Pursuant to the scheme, GPs will be able to decide voluntary whether to join the testing scheme – with the costs of the tests covered by health insurance providers.
Patients can make an appointment online or via the telephone, before being swabbed by their doctor.
However, as reported by Austria’s Kurier newspaper on Friday, enthusiasm for the scheme has been dampened on its rollout – by a lack of tests.
The Austrian Medical Association, said that while the scheme should be welcomed amid rising infection rates, there were not enough tests made available.
“Even if they (doctors) would like to test, they cannot yet because the tests are not there.
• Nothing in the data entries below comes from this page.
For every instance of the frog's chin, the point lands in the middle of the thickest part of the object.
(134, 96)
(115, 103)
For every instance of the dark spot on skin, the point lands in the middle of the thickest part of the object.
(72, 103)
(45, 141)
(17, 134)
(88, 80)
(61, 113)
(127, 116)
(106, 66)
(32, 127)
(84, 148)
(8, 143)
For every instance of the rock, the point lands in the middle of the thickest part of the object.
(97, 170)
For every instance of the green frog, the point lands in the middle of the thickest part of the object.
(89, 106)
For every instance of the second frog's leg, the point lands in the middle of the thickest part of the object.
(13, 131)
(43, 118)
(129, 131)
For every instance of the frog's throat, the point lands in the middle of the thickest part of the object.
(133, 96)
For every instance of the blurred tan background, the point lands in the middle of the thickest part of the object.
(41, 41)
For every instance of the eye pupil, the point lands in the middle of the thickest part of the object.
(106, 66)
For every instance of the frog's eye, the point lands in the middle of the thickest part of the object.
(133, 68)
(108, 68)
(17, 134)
It cannot be that doctors who are currently under constant stress anyway have to deal with this,” said Edgar Wutscher from the Austrian Medical Association.
When making the announcement, Anschober promised there would be enough tests.
The President of the Medical Association, Thomas Szekeres, also said that many practices were unable to carry out the tests as they did not have enough space to separate possibly infected patients from those visiting for other health ailments.
The regulation requires that non-infectious and potentially infectious patients be kept apart as part of the testing regime.
Unlike the PCR tests, the rapid tests provide an answer within 20 minutes – and only cost 10 euros. They are however considered to be less accurate.